I bit my lip. “Oh,” I said tentatively.
&
nbsp; “Let me show you some other artists’ stuff,” Ms. Wiles said. “There are slides in the photography room that might make all this more clear—do you have time, or do you have to get to another class?”
I had had another class, but I hadn’t cared. “Oh, yes,” I’d said eagerly. “I have time.”
Now, as she talked, I built up the clay base of my sculpture, then slowly walked around the plaster model trying to see it. What you looked at straight on wasn’t what you saw when you tilted your head to the side. The shapes flowed into each other and then into something else … but it was all part of a whole. It all came together.
I went back to my own femur. I smoothed its long central line. I tried to shape the bumps of its connecting joints. I looked up at the model; down at my work. Up, down. Up, down. My hands moved.
You don’t watch your hands while you work. You watch the model. Your hands work on their own. And it’s best if you don’t think too much about what you’re doing. My mind drifted.
Seeing clearly. I thought I understood a little better now. In life I’d seen Daniel my way. I’d thought he’d been happy, but he had been unhappy enough to kill himself. If I’d looked better, I might have seen—Guernica in his face? Maybe?
Was that what Ms. Wiles had been driving at about Picasso? If you think you already know what you’re looking at, then you can’t possibly see that something else is really there?
I worked on my femur. I felt its shape beneath my palms. I looked at the model, not at my clay.

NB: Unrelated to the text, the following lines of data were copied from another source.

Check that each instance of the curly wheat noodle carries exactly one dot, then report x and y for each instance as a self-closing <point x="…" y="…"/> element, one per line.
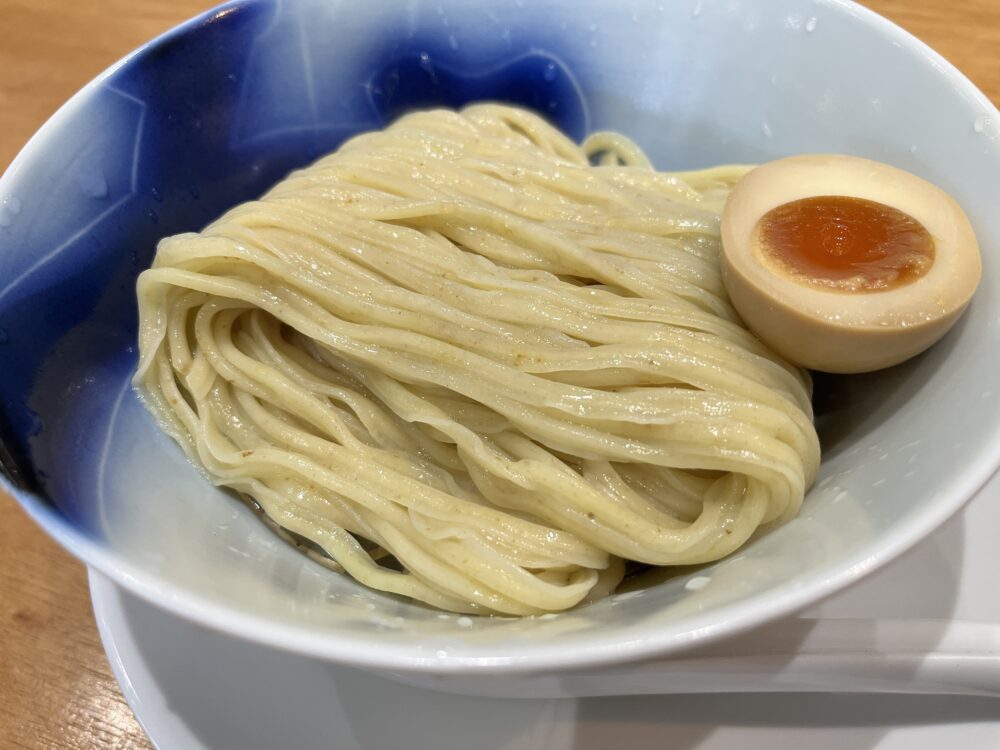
<point x="476" y="370"/>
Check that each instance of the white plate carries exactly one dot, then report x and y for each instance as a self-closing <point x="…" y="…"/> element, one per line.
<point x="194" y="689"/>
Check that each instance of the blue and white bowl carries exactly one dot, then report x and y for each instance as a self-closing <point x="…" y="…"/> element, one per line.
<point x="217" y="110"/>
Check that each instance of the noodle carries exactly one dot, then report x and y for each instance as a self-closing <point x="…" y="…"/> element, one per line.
<point x="474" y="369"/>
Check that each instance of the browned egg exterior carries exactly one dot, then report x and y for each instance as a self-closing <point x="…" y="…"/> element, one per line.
<point x="843" y="264"/>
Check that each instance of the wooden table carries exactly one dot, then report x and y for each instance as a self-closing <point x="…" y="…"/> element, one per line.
<point x="56" y="690"/>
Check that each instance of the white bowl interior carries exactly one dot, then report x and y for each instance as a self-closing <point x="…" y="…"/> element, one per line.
<point x="694" y="83"/>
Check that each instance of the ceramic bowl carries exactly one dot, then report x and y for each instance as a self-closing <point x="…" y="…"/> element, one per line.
<point x="220" y="108"/>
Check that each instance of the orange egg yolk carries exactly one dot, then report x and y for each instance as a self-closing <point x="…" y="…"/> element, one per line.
<point x="845" y="243"/>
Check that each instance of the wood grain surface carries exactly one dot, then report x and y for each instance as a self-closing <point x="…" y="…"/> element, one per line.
<point x="56" y="689"/>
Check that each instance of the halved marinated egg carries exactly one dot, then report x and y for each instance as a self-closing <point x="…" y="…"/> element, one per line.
<point x="844" y="264"/>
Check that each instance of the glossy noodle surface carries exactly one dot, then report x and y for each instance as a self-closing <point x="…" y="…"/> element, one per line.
<point x="479" y="365"/>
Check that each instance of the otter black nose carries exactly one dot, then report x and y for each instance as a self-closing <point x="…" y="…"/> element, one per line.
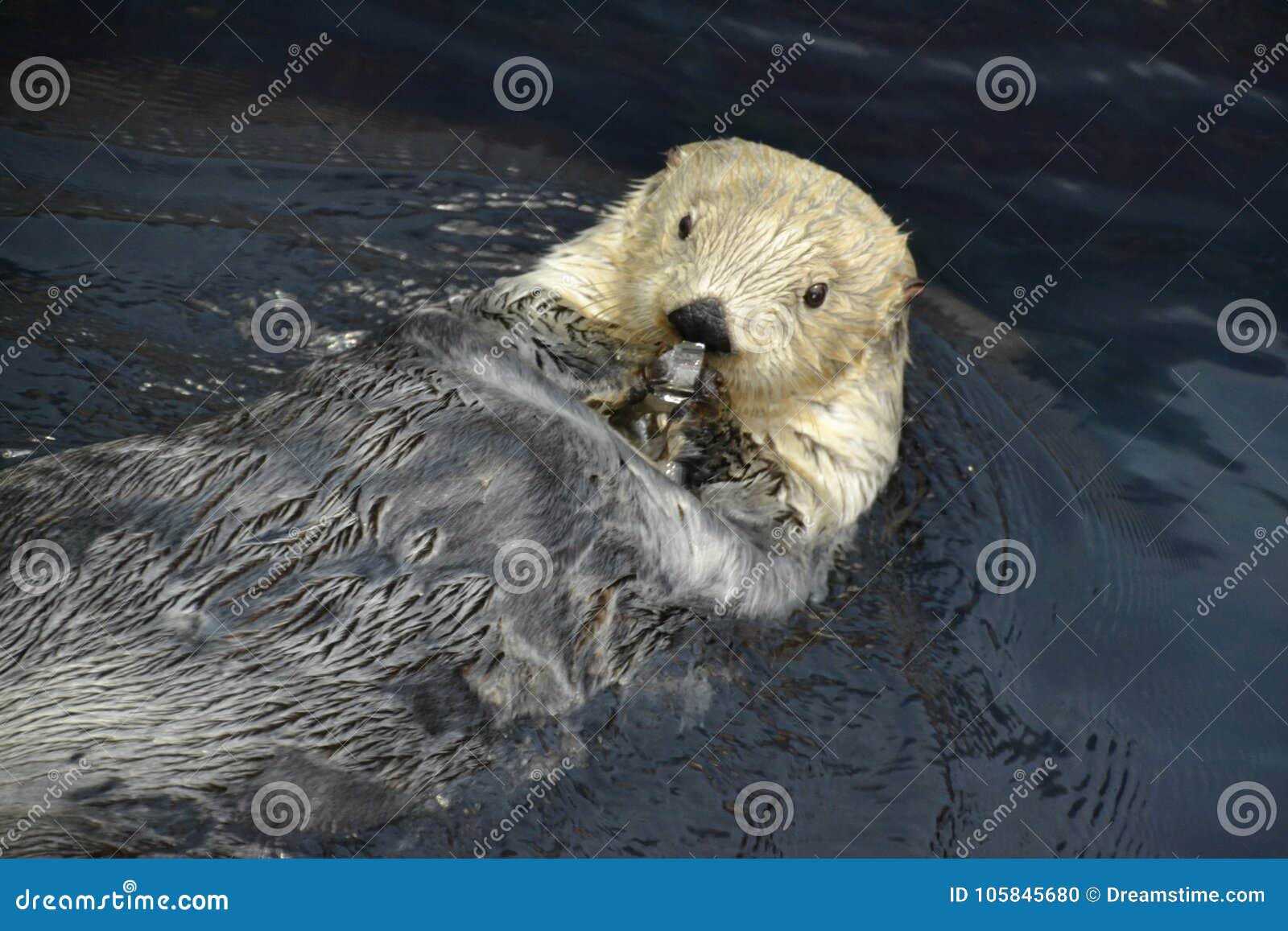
<point x="704" y="322"/>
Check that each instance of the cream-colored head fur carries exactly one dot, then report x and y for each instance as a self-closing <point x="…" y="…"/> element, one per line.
<point x="821" y="385"/>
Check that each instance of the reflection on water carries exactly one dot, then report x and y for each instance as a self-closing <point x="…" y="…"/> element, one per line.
<point x="1112" y="433"/>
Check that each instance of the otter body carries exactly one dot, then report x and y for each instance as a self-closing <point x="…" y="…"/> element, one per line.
<point x="349" y="585"/>
<point x="354" y="583"/>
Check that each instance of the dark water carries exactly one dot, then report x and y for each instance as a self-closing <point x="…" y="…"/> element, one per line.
<point x="1112" y="433"/>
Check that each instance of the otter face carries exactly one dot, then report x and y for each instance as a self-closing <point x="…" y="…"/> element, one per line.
<point x="789" y="274"/>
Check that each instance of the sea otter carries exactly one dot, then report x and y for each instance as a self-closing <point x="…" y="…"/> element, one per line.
<point x="352" y="585"/>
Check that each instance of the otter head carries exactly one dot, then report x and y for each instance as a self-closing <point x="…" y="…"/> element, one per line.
<point x="795" y="281"/>
<point x="790" y="276"/>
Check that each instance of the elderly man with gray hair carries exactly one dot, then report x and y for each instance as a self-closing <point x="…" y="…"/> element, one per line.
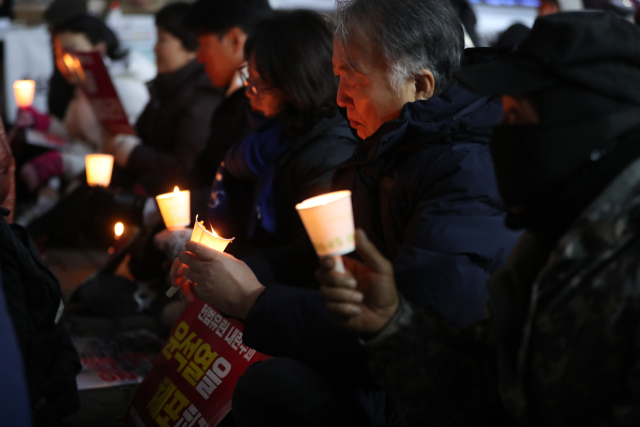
<point x="424" y="192"/>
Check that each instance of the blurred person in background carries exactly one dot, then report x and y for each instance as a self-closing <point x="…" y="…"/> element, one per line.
<point x="129" y="72"/>
<point x="560" y="346"/>
<point x="60" y="91"/>
<point x="174" y="127"/>
<point x="422" y="183"/>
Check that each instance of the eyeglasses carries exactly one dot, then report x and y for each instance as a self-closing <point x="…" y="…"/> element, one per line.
<point x="249" y="85"/>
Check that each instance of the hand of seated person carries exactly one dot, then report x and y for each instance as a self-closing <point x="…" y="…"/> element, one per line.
<point x="365" y="298"/>
<point x="217" y="278"/>
<point x="171" y="242"/>
<point x="31" y="118"/>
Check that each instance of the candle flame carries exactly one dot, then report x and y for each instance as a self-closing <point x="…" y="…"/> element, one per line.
<point x="68" y="61"/>
<point x="119" y="229"/>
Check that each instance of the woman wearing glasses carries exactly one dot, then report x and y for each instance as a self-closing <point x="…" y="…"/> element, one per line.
<point x="299" y="135"/>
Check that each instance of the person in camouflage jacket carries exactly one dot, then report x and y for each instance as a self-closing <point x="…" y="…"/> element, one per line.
<point x="561" y="345"/>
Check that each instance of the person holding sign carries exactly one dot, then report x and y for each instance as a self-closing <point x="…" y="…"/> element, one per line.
<point x="423" y="189"/>
<point x="174" y="127"/>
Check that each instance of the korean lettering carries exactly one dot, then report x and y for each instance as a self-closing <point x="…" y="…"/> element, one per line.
<point x="193" y="356"/>
<point x="213" y="378"/>
<point x="167" y="403"/>
<point x="192" y="417"/>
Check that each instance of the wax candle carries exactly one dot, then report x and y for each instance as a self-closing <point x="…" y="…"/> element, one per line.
<point x="99" y="168"/>
<point x="207" y="238"/>
<point x="24" y="90"/>
<point x="328" y="220"/>
<point x="175" y="208"/>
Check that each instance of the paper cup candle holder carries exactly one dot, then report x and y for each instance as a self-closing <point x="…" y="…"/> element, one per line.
<point x="208" y="238"/>
<point x="24" y="90"/>
<point x="99" y="168"/>
<point x="328" y="220"/>
<point x="175" y="208"/>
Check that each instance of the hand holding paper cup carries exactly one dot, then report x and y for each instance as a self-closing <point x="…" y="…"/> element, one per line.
<point x="328" y="220"/>
<point x="99" y="168"/>
<point x="208" y="238"/>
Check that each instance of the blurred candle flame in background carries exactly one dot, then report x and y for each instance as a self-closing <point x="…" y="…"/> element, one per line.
<point x="119" y="229"/>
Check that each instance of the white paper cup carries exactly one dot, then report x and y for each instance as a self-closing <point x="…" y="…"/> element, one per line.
<point x="207" y="238"/>
<point x="23" y="91"/>
<point x="328" y="220"/>
<point x="175" y="208"/>
<point x="99" y="168"/>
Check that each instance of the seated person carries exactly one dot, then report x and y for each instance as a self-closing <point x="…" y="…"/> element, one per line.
<point x="129" y="72"/>
<point x="298" y="141"/>
<point x="560" y="347"/>
<point x="299" y="135"/>
<point x="423" y="188"/>
<point x="174" y="127"/>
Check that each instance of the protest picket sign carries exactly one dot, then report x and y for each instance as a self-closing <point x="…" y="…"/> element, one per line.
<point x="88" y="69"/>
<point x="192" y="380"/>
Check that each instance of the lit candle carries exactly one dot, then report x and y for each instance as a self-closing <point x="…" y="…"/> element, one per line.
<point x="328" y="220"/>
<point x="118" y="232"/>
<point x="175" y="208"/>
<point x="99" y="168"/>
<point x="208" y="238"/>
<point x="24" y="90"/>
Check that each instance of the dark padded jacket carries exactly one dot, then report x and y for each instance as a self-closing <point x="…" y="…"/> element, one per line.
<point x="304" y="171"/>
<point x="34" y="302"/>
<point x="175" y="125"/>
<point x="424" y="191"/>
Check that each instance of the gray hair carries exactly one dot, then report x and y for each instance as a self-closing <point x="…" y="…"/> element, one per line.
<point x="411" y="35"/>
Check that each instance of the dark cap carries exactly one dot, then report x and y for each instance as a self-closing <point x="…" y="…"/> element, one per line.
<point x="597" y="51"/>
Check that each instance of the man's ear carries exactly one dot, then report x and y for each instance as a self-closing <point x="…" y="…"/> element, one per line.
<point x="102" y="47"/>
<point x="425" y="85"/>
<point x="236" y="38"/>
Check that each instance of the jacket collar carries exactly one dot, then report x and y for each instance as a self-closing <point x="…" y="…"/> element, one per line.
<point x="455" y="115"/>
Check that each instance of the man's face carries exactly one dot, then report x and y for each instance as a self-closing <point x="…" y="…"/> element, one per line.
<point x="365" y="90"/>
<point x="221" y="57"/>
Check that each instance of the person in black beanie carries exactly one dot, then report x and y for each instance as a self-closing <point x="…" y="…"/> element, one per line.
<point x="560" y="346"/>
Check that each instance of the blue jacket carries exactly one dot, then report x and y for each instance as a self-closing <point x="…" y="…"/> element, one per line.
<point x="424" y="191"/>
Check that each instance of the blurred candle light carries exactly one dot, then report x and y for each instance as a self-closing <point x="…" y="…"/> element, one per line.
<point x="328" y="220"/>
<point x="119" y="229"/>
<point x="175" y="208"/>
<point x="99" y="168"/>
<point x="208" y="238"/>
<point x="69" y="62"/>
<point x="24" y="90"/>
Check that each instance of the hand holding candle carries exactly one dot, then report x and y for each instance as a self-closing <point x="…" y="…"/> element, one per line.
<point x="207" y="238"/>
<point x="328" y="220"/>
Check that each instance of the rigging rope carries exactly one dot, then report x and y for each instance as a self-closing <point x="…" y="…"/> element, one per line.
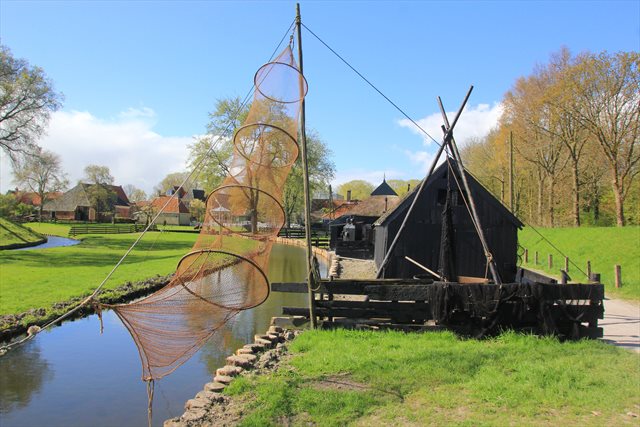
<point x="195" y="169"/>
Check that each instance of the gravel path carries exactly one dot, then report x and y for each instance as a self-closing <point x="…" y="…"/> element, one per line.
<point x="621" y="324"/>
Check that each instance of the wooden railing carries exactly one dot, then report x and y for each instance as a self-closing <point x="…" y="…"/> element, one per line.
<point x="106" y="229"/>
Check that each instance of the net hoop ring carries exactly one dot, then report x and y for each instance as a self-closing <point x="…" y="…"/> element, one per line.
<point x="265" y="125"/>
<point x="239" y="258"/>
<point x="258" y="236"/>
<point x="273" y="64"/>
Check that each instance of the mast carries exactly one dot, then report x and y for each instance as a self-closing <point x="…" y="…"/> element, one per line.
<point x="302" y="137"/>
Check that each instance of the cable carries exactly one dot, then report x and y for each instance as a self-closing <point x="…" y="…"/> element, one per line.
<point x="195" y="168"/>
<point x="372" y="85"/>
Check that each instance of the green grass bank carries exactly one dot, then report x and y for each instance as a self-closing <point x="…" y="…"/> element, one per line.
<point x="603" y="246"/>
<point x="41" y="278"/>
<point x="337" y="378"/>
<point x="13" y="235"/>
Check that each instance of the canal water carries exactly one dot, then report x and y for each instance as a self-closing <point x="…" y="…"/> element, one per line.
<point x="52" y="242"/>
<point x="73" y="376"/>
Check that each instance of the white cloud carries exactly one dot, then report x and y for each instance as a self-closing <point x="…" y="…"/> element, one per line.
<point x="374" y="177"/>
<point x="134" y="153"/>
<point x="474" y="122"/>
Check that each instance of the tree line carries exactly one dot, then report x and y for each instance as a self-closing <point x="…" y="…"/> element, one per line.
<point x="571" y="131"/>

Ms. Wiles came up behind me, and I felt myself tighten. Under her eyes I worked the clay. I smoothed out the central bone line again. Reshaped the joint that gaped open on top. Then I stepped back and looked.
Somehow my poor femur had gone all wrong.
“Frances?” said Ms. Wiles gently.
I turned.
Her voice had dropped to a level low enough that only I could hear it. “You’re angry at me?”
I shrugged.
“Please don’t be,” Ms. Wiles said. “Would you like to have tea with me later? This afternoon? My place?”